Chemical and physical data
- Formula: C_{22}H_{21}NOS_{3}
- Molar mass: 411.60 g·mol^{−1}
- 3D model (JSmol): Interactive image;
- SMILES CCCCS(=O)C1=C(C2=C(C=C(C=C2S1)C3=CC=CS3)C4=CC=CC=C4)N;
- InChI InChI=1S/C22H21NOS3/c1-2-3-12-27(24)22-21(23)20-17(15-8-5-4-6-9-15)13-16(14-19(20)26-22)18-10-7-11-25-18/h4-11,13-14H,2-3,12,23H2,1H3; Key:KLWRXRJDKBUYCJ-UHFFFAOYSA-N;

= SW033291 =

SW033291 (PGDHi) is a drug which acts as a potent inhibitor of the enzyme 15-hydroxyprostaglandin dehydrogenase (15-PGDH). The (R) or (+) enantiomer is more active, though much of the earlier research used the racemic mix.
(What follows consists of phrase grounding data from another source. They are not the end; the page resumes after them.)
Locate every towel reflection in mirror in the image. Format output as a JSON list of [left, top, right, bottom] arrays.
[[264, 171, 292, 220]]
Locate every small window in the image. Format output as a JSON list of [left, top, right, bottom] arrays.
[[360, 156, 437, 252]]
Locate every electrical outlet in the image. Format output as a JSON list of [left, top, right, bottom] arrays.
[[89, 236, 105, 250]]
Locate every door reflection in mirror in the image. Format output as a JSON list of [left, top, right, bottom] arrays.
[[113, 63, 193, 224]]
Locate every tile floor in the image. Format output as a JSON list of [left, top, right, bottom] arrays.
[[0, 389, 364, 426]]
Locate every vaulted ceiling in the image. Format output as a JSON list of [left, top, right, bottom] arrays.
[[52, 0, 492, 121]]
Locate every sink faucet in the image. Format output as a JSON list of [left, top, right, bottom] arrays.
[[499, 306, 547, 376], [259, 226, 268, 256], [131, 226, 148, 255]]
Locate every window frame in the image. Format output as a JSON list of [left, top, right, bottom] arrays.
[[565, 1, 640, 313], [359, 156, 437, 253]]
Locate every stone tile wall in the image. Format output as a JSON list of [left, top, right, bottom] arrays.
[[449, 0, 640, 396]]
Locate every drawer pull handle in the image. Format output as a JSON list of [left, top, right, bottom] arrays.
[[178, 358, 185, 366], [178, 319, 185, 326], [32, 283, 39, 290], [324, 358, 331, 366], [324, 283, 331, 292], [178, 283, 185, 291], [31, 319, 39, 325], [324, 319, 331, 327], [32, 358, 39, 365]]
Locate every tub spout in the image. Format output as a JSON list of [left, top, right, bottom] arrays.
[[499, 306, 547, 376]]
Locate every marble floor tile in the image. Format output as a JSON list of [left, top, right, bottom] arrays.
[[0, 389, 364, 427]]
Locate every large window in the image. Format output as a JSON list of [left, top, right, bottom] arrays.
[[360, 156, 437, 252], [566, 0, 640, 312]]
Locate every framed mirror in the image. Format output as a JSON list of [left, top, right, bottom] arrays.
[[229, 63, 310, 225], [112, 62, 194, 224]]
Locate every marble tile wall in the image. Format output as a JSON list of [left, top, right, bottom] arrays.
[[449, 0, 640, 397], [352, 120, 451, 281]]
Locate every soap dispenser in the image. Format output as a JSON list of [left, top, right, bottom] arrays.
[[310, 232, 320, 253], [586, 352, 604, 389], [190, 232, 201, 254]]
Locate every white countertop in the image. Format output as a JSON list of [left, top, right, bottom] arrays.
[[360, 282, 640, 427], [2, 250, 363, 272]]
It increases levels of prostaglandin E2 and promotes tissue regeneration, and has shown beneficial effects for numerous potential medical applications in animal studies, including recovery from bone marrow transplant, acute kidney injury, liver damage, diabetes, heart failure, cartilage regrowth, sarcopenia, and neurological conditions such as Alzheimer's disease and traumatic brain injury.